Es spricht sehr viel dafür, dass ihm diese Substanzen untergeschoben wurden. Das können wir im Augenblick nicht beweisen, aber in jedem Fall kann man sagen, dass bei seiner Verhaftung vieles nicht mit rechten Dingen zuging. Die Liste der Verfahrensverstöße durch die Behörden ist lang.

Er wurde etwa ohne richterlichen Beschluss länger als 48 Stunden in Gewahrsam gehalten. Gibt es weitere Beispiele?

Viele. So wurden etwa keine Proben von seinen Händen und Nägeln genommen, um zu prüfen, ob er in Berührung mit Drogen kam. Es wurde physische Gewalt gegen ihn eingesetzt und seltsamerweise wusste die Polizei sofort, wo genau sie in seiner Wohnung nach Drogen suchen muss, um sie in kürzester Zeit zu finden. Und so weiter.

Seine Auftraggeber vom Online-Portal Meduza haben mitgeteilt, dass sie glauben, seine Verhaftung stünde in Zusammenhang mit seinen jüngsten Recherchen. Ist das ein mögliches Szenario?

Wir haben nicht die Informationen, über die Meduza verfügt. Aber es ist denkbar. Bei der Gerichtsanhörung am Samstag brachte Golunow ja vor, er glaube, dass es in Wahrheit um seine Nachforschungen im Moskauer Bestattungswesen geht. Sein Artikel zu dieser Thematik sollte in dieser Woche veröffentlicht werden. Dazu könnte der Zeitpunkt seiner Verhaftung also in einem kausalen Zusammenhang stehen.

Ist Golunows Verhaftung auch als Schlag gegen Meduza zu verstehen? Das regierungskritische Portal ist für den Kreml unbequem, auch weil es sich der Zensur durch die Verlegung der Redaktion nach Lettland entzogen hat.

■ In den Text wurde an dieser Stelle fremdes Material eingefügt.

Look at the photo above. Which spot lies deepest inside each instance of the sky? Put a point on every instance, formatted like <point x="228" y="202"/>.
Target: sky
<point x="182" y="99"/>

Der russischen Staatsmacht ist Meduza sicher ein Dorn im Auge. Aber das gilt für andere ausländische oder unabhängige Medien in Russland ebenfalls, wie etwa Radio Free Europe, Echo Moskwy oder die Nowaja Gaseta. Meiner Meinung nach geht es hier eher um die Enthüllungen eines einzelnen Journalisten. Hinter Golunows Verhaftung steht nicht die russische Regierung, also etwa Präsident Putin oder Ministerpräsident Medwedew, sondern Leute, die auf ungesetzlichem Weg sehr viel Geld verdienen, und die den Journalisten stoppen wollten.

Was macht sie da so sicher?

Dafür spricht, dass Golunow jetzt nicht im Gefängnis, sondern im Hausarrest sitzt.

Nun, es haben sich ja auch viele Kollegen mit ihm solidarisiert und aus Protest für ihn demonstriert.

Aber genau deswegen haben die Justizbehörden wohl von oben einen Hinweis bekommen, nicht allzu rabiat gegen Golunow vorzugehen. Denn wegen der offensichtlichen Rechtsverstöße der Behörden hat die Angelegenheit eine gewaltige öffentliche Aufmerksamkeit im In- und Ausland sowie in den sozialen Netzwerken bekommen. Da die Staatsmacht in dem Fall kein eigenes Interesse hat, ist sie nun darum bemüht, den Fall runterzukochen.